The commentary on Ludlam to which I object is that which I have heard from a Liberal senator and a right-wing independent commentator. Neither expressed any sympathy for Ludlam. Both drew attention to the fact that he was told three years ago that he was a New Zealand citizen and he should, therefore, have renounced his “foreign” citizenship at that time. What these commentators should acknowledge is that if Ludlam had so renounced, he would have told his enemies that he had not been eligible to contest the April 2014 re-election of senators for Western Australia. To do that would have been a gift to his enemies. Consequently, I think a description of the various elections of Ludlam is called for – so that people can understand his unique predicament.

He was first elected in November 2007. His first preference vote was two-thirds of a quota but he received enough preferences to be elected and he took his seat on 1 July 2008. He was re-elected in September 2013, again with two-thirds of a quota and again receiving enough preferences to be declared elected. Then, the High Court voided the election of all six senators so declared elected, of whom he was one. 

In recent years, that decision of the High Court is the only case of interest to me where I have agreed with the decision. It was handed down on 18 February 2014 and the judgment was written by then Justice Kenneth Hayne, sitting as the Court of Disputed Returns. It gave an affirmative answer to this question: “Did the loss of the 1,370 ballot papers between the fresh scrutiny and the re-count mean that the 1,370 electors who submitted those ballot papers in the poll were ‘prevented from voting’ in the Election for the purposes of section 365 of the Commonwealth Electoral Act 1918?”

The story of the re-election in Western Australia on 5 April 2014 was of such interest to me that I devoted a special article to it on this website, Senate election the best exercise in democracy”, posted on Wednesday 9 April 2014. The star performer was Ludlam – so let me give some statistics. In September 2013, there were 1,310,278 formal votes and the quota was 187,183 votes (14.3 per cent). In April 2014 there were 1,277,804 formal votes and the quota was 182,544 votes (14.3 per cent). Ludlam received 122,752 first preference votes in 2013 (9.4 per cent) so he needed preferences to be elected. In 2014, however, he received 198,845 first preference votes which was a quota in his own right. At the 2016 Senate general election, Ludlam again received a quota in his own right, but that was not so difficult since, with 12 being elected, the quota was only 7.7 per cent. Nevertheless, he was given a six-year term, unlike all the other cases who were given short terms.

So, is there a come-back for Ludlam?
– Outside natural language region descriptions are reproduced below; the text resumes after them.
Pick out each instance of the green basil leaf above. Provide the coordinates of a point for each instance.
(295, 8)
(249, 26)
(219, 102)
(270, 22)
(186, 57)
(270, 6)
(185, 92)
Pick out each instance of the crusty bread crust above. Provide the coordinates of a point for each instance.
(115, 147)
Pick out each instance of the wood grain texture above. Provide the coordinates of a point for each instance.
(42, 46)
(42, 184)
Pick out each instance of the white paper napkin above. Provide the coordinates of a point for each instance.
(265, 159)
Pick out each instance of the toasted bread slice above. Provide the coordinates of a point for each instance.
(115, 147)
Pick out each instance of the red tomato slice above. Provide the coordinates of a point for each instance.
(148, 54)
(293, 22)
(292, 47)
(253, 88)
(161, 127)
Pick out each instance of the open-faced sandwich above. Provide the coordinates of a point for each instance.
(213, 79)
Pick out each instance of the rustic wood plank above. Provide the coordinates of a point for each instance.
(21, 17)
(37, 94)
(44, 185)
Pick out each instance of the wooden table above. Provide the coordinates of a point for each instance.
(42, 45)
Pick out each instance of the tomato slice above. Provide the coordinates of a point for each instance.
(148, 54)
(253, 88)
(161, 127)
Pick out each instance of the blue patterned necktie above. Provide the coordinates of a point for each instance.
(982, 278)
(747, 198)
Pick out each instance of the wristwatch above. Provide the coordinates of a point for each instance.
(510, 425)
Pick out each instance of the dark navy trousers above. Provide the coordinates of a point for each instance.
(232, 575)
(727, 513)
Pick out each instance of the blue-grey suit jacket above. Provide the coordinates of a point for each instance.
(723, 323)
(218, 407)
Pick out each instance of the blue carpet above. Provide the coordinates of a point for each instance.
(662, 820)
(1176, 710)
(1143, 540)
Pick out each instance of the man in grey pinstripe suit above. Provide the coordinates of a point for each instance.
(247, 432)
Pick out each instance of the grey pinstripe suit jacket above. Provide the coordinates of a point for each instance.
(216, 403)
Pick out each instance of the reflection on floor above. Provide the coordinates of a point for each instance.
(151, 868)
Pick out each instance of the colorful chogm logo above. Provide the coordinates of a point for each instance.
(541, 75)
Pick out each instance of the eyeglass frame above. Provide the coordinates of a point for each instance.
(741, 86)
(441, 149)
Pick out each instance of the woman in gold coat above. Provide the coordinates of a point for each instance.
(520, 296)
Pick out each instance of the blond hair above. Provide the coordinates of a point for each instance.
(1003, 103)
Probably not. His successor will be Jordon Steele-John, a 22-year old university student who has cerebral palsy. While there are several scenarios of a Ludlam comeback, they seem to me to require such unselfishness on the part of Steele-John and the other WA Greens senator, Rachel Siewert, that I cannot see any of them happening. These scenarios are too complicated for me to describe here.

Even as I was writing this article, the news came through that Larissa Waters (Greens, Queensland) had resigned her Senate seat – for the same reason as Ludlam. Having expressed such sympathy for two men (Day and Ludlam) I now feel I must express equal sympathy for the one woman, Waters! However, her replacement, Andrew Bartlett, will be an effective performer for the Greens, given his previous membership of the Senate and the fact that he was once a highly effective leader of the Australian Democrats.

There have now been six cases of this phenomenon, Wood, Hill, Culleton, Day, Ludlam and Waters. All six had their seats confiscated from them by the High Court, or resigned in expectation of such confiscation. None could appeal to the voters against the decision. None is likely to have a comeback. That must surely be a warning to future aspirants for political office. Beware the power of the High Court – and do what you need to do to be on the right side of the judges!

(Malcolm Mackerras is Honorary Fellow of Australian Catholic University.